What is this Ljava/lang/Object? When I log myArrayMapInstance.getClass().getDeclaredMethods(), I get:

public java.lang.Object android.util.ArrayMap.get(java.lang.Object), public void android.util.ArrayMap.put(java.lang.Object,java.lang.Object)

It does not have the letter L in front of java.lang.Object. Yet I can not explain why I can call get(), because it is fundamentally the same as put().

Can anyone help?
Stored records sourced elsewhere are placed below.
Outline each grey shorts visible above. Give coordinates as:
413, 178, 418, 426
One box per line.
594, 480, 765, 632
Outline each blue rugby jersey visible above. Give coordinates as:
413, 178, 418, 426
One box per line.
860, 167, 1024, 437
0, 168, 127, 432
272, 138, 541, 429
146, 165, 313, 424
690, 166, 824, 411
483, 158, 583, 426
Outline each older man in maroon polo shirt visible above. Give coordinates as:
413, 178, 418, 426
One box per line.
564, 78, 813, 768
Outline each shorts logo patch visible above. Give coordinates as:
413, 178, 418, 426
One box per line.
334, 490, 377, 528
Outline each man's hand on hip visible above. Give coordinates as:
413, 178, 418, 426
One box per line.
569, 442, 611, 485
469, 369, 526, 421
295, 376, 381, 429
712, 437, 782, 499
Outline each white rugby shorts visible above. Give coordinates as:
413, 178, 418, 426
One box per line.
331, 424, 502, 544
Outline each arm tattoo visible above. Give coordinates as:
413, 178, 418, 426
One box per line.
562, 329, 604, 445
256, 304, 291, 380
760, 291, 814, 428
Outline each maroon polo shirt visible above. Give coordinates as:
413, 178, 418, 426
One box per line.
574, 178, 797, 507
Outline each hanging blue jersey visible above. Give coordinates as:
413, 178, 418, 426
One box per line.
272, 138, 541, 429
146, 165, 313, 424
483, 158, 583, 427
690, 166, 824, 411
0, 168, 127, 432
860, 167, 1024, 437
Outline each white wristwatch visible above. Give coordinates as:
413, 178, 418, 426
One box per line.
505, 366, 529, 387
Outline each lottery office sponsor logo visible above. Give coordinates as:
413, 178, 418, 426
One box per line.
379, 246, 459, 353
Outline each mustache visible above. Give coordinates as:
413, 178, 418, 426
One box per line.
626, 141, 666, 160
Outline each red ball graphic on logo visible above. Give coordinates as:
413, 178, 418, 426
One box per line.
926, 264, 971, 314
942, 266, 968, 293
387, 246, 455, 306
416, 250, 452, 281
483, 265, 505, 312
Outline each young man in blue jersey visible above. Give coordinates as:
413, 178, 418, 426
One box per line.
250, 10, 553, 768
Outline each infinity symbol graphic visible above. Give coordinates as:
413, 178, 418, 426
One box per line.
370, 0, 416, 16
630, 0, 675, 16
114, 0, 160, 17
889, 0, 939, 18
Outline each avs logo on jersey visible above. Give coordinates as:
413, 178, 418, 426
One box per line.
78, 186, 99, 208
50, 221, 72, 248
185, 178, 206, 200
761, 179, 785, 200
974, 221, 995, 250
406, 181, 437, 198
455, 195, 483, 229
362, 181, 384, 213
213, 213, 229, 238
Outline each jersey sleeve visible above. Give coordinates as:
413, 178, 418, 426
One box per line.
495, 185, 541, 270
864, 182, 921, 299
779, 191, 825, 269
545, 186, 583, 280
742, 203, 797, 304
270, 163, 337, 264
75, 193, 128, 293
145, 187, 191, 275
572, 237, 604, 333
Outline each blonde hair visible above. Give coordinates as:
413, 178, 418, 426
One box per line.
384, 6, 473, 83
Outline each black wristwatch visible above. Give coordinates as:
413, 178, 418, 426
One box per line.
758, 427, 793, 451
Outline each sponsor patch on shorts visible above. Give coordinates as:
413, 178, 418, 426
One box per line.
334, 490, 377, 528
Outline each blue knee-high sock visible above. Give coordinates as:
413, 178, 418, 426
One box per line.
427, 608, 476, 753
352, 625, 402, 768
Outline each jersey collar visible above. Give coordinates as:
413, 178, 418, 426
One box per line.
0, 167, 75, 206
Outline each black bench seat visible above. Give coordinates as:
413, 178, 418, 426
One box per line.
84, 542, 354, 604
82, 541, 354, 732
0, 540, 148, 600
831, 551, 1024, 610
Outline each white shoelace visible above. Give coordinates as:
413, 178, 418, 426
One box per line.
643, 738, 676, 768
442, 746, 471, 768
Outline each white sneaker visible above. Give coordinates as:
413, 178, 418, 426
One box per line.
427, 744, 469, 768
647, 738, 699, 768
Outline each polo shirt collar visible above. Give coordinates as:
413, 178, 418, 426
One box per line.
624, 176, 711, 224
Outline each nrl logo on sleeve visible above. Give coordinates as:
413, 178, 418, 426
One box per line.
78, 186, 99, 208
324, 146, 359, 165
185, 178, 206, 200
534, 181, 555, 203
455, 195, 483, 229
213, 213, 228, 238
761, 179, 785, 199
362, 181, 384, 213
Really appreciate it!

1
Concerning your question, "What is this Ljava/lang/Object?", see this thread. - yur
This class makes no sense to me at all, why would you name it ArrayMap<K, V>? You can't even define a constructor without getting compile errors on >? As far as I'm aware, class names can't have spaces? - yur
@yur, this is the Generic in Java. You can check the definition of java.util.List in java as an example. : ) - Helen Cui

1 Answers

1
votes

The Ljava/lang/Object; after the closing bracket is the expected method's return type:

java.lang.NoSuchMethodError: android.util.ArrayMap.put(Ljava/lang/Object;Ljava/lang/Object;)Ljava/lang/Object;

Your call expects a method that returns something, but in your ArrayMap code, this put method is void.